On the cover is a black and white photograph taken somewhere in Epynt. It shows a tree and a sort of corrugated sentry box. Inside the box, on guard against the elements, are two sheep. The pic is by Magnum photographer David Hurn. What does it mean? That’s like asking what the sound is of one hand clapping or the look of your real face before you were born. This is the cover of my latest collection of poetry, Zen Cymru. Hurn’s photograph sums that up. The zen of Welsh life, the unanswerable, the ever present, the one we know.

A friend, picking up this neat slim vol for the first time, told me that the cover was where the book’s strength lay. Support when you need it. The cover is the only part not by me.

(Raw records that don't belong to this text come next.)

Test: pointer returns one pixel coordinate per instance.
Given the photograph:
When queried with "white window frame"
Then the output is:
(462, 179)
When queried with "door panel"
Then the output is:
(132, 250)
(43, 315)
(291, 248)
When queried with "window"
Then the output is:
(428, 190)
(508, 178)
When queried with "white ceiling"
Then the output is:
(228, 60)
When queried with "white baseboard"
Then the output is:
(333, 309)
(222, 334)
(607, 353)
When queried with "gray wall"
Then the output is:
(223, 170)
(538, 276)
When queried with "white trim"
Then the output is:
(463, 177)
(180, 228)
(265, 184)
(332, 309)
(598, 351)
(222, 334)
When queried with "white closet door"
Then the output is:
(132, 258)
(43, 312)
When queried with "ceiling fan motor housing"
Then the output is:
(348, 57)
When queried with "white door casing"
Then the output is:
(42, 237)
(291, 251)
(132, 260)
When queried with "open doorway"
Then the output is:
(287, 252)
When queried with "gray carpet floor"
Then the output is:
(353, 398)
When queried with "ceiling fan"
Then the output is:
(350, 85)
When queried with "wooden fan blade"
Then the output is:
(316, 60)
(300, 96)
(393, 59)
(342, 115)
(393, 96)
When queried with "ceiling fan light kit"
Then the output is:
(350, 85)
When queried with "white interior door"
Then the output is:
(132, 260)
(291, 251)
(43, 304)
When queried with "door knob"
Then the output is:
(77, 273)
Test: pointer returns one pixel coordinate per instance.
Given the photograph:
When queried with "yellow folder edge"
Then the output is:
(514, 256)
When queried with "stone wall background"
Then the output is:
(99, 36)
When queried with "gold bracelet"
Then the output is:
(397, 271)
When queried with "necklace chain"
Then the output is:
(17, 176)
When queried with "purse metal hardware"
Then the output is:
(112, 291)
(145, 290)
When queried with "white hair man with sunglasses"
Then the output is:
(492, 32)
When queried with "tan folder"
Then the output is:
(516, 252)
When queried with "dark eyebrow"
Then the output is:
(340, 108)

The book collects new poems from the past several years. Age, passion, spiritual searching, house fires, hospitals, guns. Poems about hunting down Buddha, Christ’s arrival in Cardiff in 2005 and the title sequence, a pared-down haiku sequence that rolls from Splott to Abereiddi and back.

But that’s certainly not all. There are music poems. Folk singer, late Phil Ochs’s only visit to Cardiff. The trial of Phil Spector. Sightings of Elvis in Merthyr. The grave of Bela Bartok among the bushes in Hungary. On the train from Severn Tunnel Junction with John Tripp and Bob Dylan. I’ve always found music completely enveloping. I could never work without it, never compose without something playing out there, keeping my thoughts on their central zen track.

As expected a number of the poems have Cardiff concerns. Included is the text that makes up the acrostic construct made from the various ways the capital’s name have been spelled through history. The final version is in the paving outside John Lewis. The original of The Ballast Bank, a poem about the city population’s origins, sits carved in rock outside South Wales Police Headquarters on James Street.

Kerdif lists some of the city’s great street characters – Everyone from Peg the Wash to bin-banger Ninjah and Toy Mic Trevor.

Looking at the content with the detachment that distance gives – nothing more I can do now, the thing is out – I can see that there’s much about death and the fight of life against decrepitude. Miro is in there. So is Llywelyn Goch ap Meurig Hen. Unexpectedly for some there’s also a handy index to the Holiday Timeshare Sellers Handbook. Number of times they say it isn’t actually a timeshare – 432. References to luxury – 34. Mentions of rain – 1.

It’s a book that again treads the thin line between tradition and innovation. Just when you think you’ve got it the ground shifts. Then shifts again. Zen Cymru is published by Seren Books.

A version of this post appeared as The Insider in the Western Mail of Saturday 29th May, 2010. Zen Cymru launches at Hay on Tuesday 1st June, 8.00 pm on the Dream Stage where Peter finch will be reading and in conversation with John Goodby.